Privacy issues will have to be sorted out. The brouhaha over Facebook's Beacon ad system won't be the last situation to cause outcry by any stretch because social-networking sites will continue to push the envelope. Users will push back. Legislation and regulations will be proposed and enacted. Which leads us to....
Blurred lines
Distinctions between consumer and corporate IT will continue to blur, and the social-networking phenomenon is but one element
of that. iPhone-buying employees will bring that device into the enterprise in ever-growing numbers, forcing IT departments
to deal with it. Security and protection from hackers, spam, phishers, and the lot of cybermiscreants will continue to pose
a huge headache for network administrators as home IT merges with corporate IT.
The consolidation drumbeat
Pure-play software vendors will increasingly be a thing of the past as Oracle and other monoliths swoop in on more acquisition
targets in the new year.
And IDC has predicted for 2007 and again for 2008 that Salesforce.com will be bought (though '07 isn't over yet). That seems like a good guess. We don't expect Palm to make it through '08 without being bought, and that long-rumored Microsoft-RIM deal could come to pass, too.

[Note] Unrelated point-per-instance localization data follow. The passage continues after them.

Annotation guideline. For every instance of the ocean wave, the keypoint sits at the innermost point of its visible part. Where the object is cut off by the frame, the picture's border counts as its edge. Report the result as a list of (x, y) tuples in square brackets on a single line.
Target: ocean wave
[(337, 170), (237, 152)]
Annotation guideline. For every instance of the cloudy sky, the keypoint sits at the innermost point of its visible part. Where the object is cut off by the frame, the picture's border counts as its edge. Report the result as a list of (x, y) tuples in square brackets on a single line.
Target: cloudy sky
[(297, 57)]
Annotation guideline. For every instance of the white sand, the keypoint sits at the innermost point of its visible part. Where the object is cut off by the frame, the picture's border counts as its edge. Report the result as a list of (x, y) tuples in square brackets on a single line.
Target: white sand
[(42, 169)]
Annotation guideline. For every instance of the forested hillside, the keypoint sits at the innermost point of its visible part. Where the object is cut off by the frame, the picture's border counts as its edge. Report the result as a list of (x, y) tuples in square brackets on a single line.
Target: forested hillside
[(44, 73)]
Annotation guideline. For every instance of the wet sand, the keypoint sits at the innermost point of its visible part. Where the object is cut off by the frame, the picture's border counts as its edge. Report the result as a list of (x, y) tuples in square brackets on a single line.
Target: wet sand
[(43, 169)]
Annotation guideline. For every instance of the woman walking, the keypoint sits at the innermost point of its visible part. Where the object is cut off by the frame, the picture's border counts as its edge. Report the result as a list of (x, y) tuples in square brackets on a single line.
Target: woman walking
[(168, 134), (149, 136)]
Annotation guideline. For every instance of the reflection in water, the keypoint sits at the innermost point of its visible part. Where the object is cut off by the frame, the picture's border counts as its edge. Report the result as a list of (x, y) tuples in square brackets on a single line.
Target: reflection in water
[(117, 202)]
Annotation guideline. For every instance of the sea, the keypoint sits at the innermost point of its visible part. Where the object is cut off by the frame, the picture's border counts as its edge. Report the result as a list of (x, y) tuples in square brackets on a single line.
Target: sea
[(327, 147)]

Virtualization comes to the desktop
We didn't want to make a virtualization prediction, but we would be remiss not to. Many prognosticators are gazing into their
crystal balls and seeing virtualization on desktops. While some analysts are predicting that will be a sort of Thin Client
2.0, Barry Eggers, Lightspeed general partner, enterprise infrastructure, envisions something different. "Thin clients were
about reducing up-front capital costs with a slimmed-down hardware client. Desktop virtualization is about intelligently provisioning
applications to desktop users," he says.
He envisions a more successful model will find IT shops using desktop virtualization in conjunction with virtualized servers. Early adopters are finding that users weren't so keen on that model because the "user experience [is] much less satisfying than a full desktop," he says, but that will start to change in the new year. How? And where will it lead? We'll leave that to the 2009 predictions.
Vote early and often
Although we realize that the United States is not the center of the universe, the upcoming election seems more important on
a global scale than others in recent memory. So we predict historic levels of turnout at the polls in November, and that will
give rise to historic levels of problems with electronic voting. Ohio will be a mess in that regard. Florida won't be appreciably
better. While the outcome of the presidential race won't be imperiled by e-voting issues, some state and local races will
need manual recounts owing to problems with machines.
Sorting out how to regulate e-voting (again) will keep the new Congress (with Democrats in control of both houses) busy in the first quarter of next year. The new president might not directly affect IT, though the president's views regarding the use of technology have certainly had an effect in recent years. On that note, we'll make our boldest prediction for 2008: President Obama.